Issue (i): Whether a joint writ petition was maintainable when some petitioners were claimed to be disentitled to relief.
Analysis: The right to relief arose out of the same transaction and involved common questions of law and fact. The procedural principles applicable to joinder of parties in civil proceedings were treated as guiding writ practice, and the Court held that writ jurisdiction should not be defeated by technical objections where relief to the remaining petitioners could still be granted.
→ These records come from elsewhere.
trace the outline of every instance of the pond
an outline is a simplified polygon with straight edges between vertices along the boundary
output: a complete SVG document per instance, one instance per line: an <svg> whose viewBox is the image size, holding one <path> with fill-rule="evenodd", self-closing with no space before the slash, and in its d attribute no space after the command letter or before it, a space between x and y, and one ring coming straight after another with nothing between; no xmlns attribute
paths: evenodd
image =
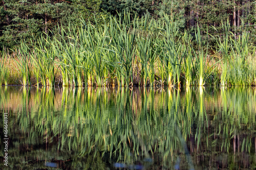
<svg viewBox="0 0 256 170"><path fill-rule="evenodd" d="M2 86L0 105L0 169L256 168L252 87Z"/></svg>

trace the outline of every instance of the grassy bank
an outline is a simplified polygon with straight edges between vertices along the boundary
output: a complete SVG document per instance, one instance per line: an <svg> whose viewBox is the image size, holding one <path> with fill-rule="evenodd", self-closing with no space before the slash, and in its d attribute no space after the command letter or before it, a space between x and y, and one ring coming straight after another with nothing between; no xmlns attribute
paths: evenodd
<svg viewBox="0 0 256 170"><path fill-rule="evenodd" d="M256 58L249 47L248 32L234 35L223 24L223 36L208 35L218 44L215 52L202 38L208 32L202 33L199 27L192 36L179 32L176 23L165 15L157 21L130 16L103 25L71 25L68 32L60 27L57 38L42 36L24 42L13 57L4 51L2 84L255 85Z"/></svg>

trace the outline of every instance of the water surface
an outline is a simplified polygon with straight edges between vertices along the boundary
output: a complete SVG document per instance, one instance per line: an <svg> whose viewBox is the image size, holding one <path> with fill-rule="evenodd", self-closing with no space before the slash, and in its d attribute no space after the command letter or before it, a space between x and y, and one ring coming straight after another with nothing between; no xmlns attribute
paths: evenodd
<svg viewBox="0 0 256 170"><path fill-rule="evenodd" d="M251 87L2 86L0 105L10 169L256 168Z"/></svg>

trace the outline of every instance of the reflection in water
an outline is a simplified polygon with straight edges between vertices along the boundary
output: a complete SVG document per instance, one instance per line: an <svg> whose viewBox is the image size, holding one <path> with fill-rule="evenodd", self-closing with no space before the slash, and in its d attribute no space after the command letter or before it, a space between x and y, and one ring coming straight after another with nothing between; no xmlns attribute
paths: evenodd
<svg viewBox="0 0 256 170"><path fill-rule="evenodd" d="M252 88L0 86L0 104L14 169L256 168Z"/></svg>

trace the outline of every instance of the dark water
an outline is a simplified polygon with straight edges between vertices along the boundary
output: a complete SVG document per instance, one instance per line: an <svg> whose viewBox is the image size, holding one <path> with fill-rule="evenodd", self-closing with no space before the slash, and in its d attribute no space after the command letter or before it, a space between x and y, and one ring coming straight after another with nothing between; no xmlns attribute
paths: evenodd
<svg viewBox="0 0 256 170"><path fill-rule="evenodd" d="M251 87L3 86L0 105L1 169L256 169Z"/></svg>

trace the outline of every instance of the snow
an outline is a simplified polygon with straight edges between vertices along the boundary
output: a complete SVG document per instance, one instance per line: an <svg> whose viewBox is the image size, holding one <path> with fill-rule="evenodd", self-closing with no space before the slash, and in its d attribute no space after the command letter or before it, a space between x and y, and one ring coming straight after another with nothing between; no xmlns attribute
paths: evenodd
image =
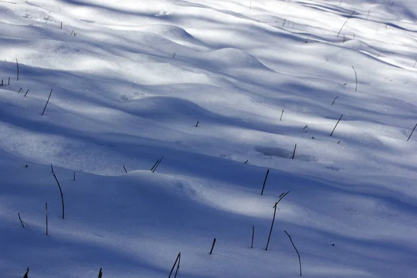
<svg viewBox="0 0 417 278"><path fill-rule="evenodd" d="M416 19L412 0L0 1L0 276L167 277L181 252L181 277L299 277L285 230L303 277L414 277Z"/></svg>

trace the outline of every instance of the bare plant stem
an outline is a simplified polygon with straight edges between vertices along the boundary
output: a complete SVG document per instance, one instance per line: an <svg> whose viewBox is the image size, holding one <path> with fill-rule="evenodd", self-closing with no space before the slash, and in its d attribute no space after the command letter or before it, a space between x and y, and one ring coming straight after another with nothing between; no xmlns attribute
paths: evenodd
<svg viewBox="0 0 417 278"><path fill-rule="evenodd" d="M263 189L265 189L265 183L266 183L266 179L268 179L268 174L269 174L269 169L266 171L266 174L265 175L265 179L263 180L263 185L262 186L262 190L261 191L261 196L263 195Z"/></svg>
<svg viewBox="0 0 417 278"><path fill-rule="evenodd" d="M294 152L293 152L293 159L294 159L294 156L295 156L295 149L297 149L297 144L295 144L295 147L294 147Z"/></svg>
<svg viewBox="0 0 417 278"><path fill-rule="evenodd" d="M357 91L358 90L358 75L356 73L356 70L354 70L354 67L353 66L352 66L352 68L353 69L353 71L354 72L354 78L356 79L357 81L357 85L356 88L354 88L354 91Z"/></svg>
<svg viewBox="0 0 417 278"><path fill-rule="evenodd" d="M213 240L213 245L211 245L211 250L210 250L210 254L213 253L213 250L214 249L214 245L215 244L215 238Z"/></svg>
<svg viewBox="0 0 417 278"><path fill-rule="evenodd" d="M174 276L174 278L177 278L177 276L178 275L178 270L179 270L180 263L181 263L181 252L179 252L179 254L178 254L178 264L177 265L177 270L175 270L175 275Z"/></svg>
<svg viewBox="0 0 417 278"><path fill-rule="evenodd" d="M58 183L58 187L59 188L59 191L61 194L61 202L63 204L63 219L64 219L64 195L63 194L63 190L61 189L60 184L59 184L59 181L58 181L58 179L56 179L56 176L54 174L54 177L56 181L56 183Z"/></svg>
<svg viewBox="0 0 417 278"><path fill-rule="evenodd" d="M159 160L159 161L158 161L158 163L156 163L156 165L155 166L155 168L152 171L153 173L155 172L155 171L156 170L156 168L158 167L158 166L159 166L159 164L161 163L161 161L162 161L162 158L163 158L163 156L162 156L162 157L161 158L161 159Z"/></svg>
<svg viewBox="0 0 417 278"><path fill-rule="evenodd" d="M175 263L174 263L174 265L172 265L172 268L171 269L171 272L170 272L170 275L168 276L168 278L171 277L171 275L172 274L172 272L174 271L174 268L175 268L175 265L177 265L177 262L179 259L180 256L181 256L181 252L179 252L178 254L178 255L177 256L177 259L175 259Z"/></svg>
<svg viewBox="0 0 417 278"><path fill-rule="evenodd" d="M298 255L298 262L300 263L300 277L301 277L302 276L302 273L301 272L301 258L300 257L300 253L298 252L298 250L297 250L297 247L295 247L295 245L294 245L294 243L293 242L293 239L291 238L291 236L288 234L288 233L286 232L286 231L285 231L285 234L286 234L287 236L288 236L288 238L290 238L291 244L293 245L293 247L294 247L294 249L295 250L295 252L297 252L297 254Z"/></svg>
<svg viewBox="0 0 417 278"><path fill-rule="evenodd" d="M268 251L268 247L269 245L270 240L271 239L271 234L272 234L272 229L274 228L274 222L275 222L275 215L277 214L277 204L278 202L275 202L275 205L274 206L274 217L272 218L272 223L271 224L271 229L270 230L270 234L268 237L268 242L266 243L266 247L265 248L265 251Z"/></svg>
<svg viewBox="0 0 417 278"><path fill-rule="evenodd" d="M333 133L334 132L334 130L336 129L336 126L337 126L337 125L338 124L338 122L341 121L341 120L342 120L342 117L343 117L343 114L342 114L342 115L339 118L338 121L337 121L337 122L336 123L336 125L334 126L334 128L333 129L333 131L330 133L330 136L332 136L333 135Z"/></svg>
<svg viewBox="0 0 417 278"><path fill-rule="evenodd" d="M161 158L158 158L158 160L156 161L156 162L155 163L155 164L154 164L154 166L152 166L152 167L151 168L151 171L154 170L154 168L155 167L155 166L156 166L156 164L158 164L158 163L159 162L159 160Z"/></svg>
<svg viewBox="0 0 417 278"><path fill-rule="evenodd" d="M47 109L47 106L48 106L48 103L49 102L49 99L51 98L51 95L52 95L52 90L51 89L51 92L49 92L49 97L48 97L48 100L47 101L47 104L45 104L45 107L44 108L44 111L42 111L42 115L43 115L45 113L45 110Z"/></svg>
<svg viewBox="0 0 417 278"><path fill-rule="evenodd" d="M341 29L339 30L339 32L337 33L337 36L338 37L340 35L341 32L342 31L342 29L343 28L343 27L345 27L345 25L346 24L346 23L348 23L348 20L350 19L350 18L353 16L354 13L354 10L353 11L353 13L352 13L352 15L350 15L349 16L349 17L348 17L348 19L346 19L346 21L345 22L345 23L343 23L343 25L342 25L342 28L341 28Z"/></svg>

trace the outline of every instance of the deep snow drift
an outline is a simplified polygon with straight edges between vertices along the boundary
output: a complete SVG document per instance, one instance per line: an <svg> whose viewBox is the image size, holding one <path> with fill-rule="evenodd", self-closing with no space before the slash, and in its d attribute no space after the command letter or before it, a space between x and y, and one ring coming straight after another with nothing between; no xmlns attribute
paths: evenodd
<svg viewBox="0 0 417 278"><path fill-rule="evenodd" d="M0 276L163 277L181 252L181 277L299 277L286 230L303 277L414 277L416 19L412 0L0 1Z"/></svg>

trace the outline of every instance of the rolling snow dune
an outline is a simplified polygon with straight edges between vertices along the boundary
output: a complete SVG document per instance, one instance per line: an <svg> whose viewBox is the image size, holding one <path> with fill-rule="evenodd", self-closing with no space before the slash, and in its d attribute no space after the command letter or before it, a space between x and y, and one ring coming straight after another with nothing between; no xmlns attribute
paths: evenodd
<svg viewBox="0 0 417 278"><path fill-rule="evenodd" d="M0 1L0 277L414 277L416 15Z"/></svg>

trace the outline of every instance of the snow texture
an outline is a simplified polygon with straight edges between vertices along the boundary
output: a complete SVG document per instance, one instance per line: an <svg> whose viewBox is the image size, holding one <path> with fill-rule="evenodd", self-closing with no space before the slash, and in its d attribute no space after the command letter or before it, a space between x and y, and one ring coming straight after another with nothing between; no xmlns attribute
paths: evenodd
<svg viewBox="0 0 417 278"><path fill-rule="evenodd" d="M416 20L414 0L0 1L0 277L166 277L181 252L179 277L297 277L285 230L303 277L415 277Z"/></svg>

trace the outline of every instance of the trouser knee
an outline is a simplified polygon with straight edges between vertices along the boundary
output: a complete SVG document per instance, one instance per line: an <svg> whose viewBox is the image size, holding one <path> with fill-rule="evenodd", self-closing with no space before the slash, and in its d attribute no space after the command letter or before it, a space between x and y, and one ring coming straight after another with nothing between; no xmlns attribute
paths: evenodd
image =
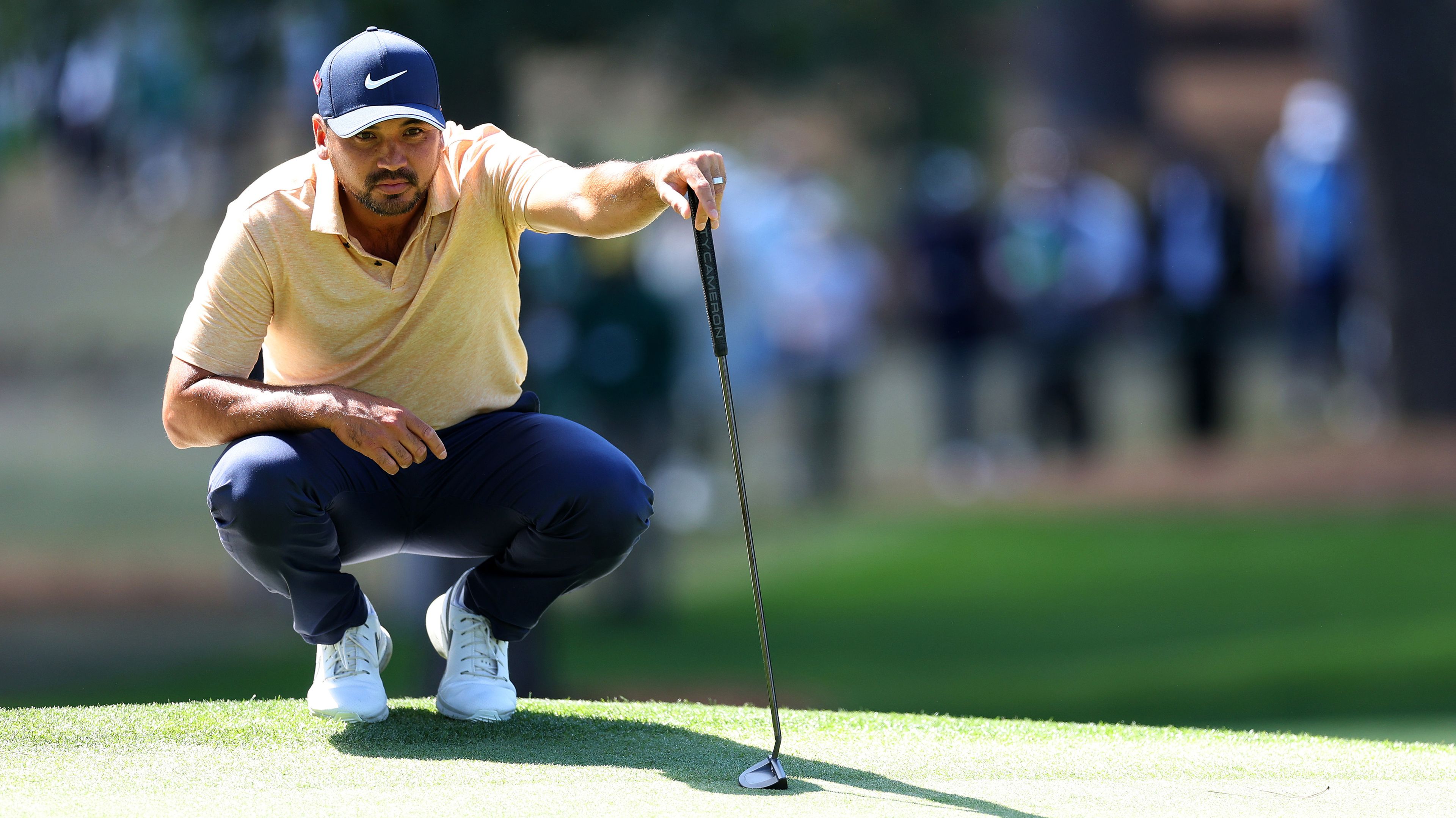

The claim that the presence of some unsuccessful petitioners necessarily destroyed the entire proceeding was rejected, particularly where the relief was severable.
Conclusion: The joint writ petition was maintainable and did not fail merely because some petitioners were said to be disentitled to relief.
Issue (ii): Whether the empanelled primary teachers included in the 1973 panel could be denied absorption in permanent vacancies on the ground that the list was impermissibly treated as an additional panel or that some of them had not been separately selected.
Analysis: The Court found that the candidates were included in one panel prepared from two lists and that the mere existence of two lists did not create two separate panels. It further held that the District School Board could not dispute the validity of the panel or the eligibility of the candidates after having appointed them in deputation vacancies, and there was no basis to hold that the Advisory Committee had excluded the concerned candidates from selection. The challenge based on the alleged lack of authority to prepare an additional panel and the alleged absence of selection was therefore rejected.
Conclusion: The respondents were entitled to be considered for absorption in permanent vacancies, and the challenge to their entitlement failed.
Final Conclusion: The appeals were rejected, and the directions for consideration and absorption of the writ petitioners in permanent primary school vacancies were sustained.
Ratio Decidendi: A joint writ petition involving common questions of law and fact is not defeated merely because some petitioners are disentitled to relief, and an employer who has acted on a panel cannot later challenge the panel's validity or the candidates' entitlement on technical grounds where the relief sought is severable.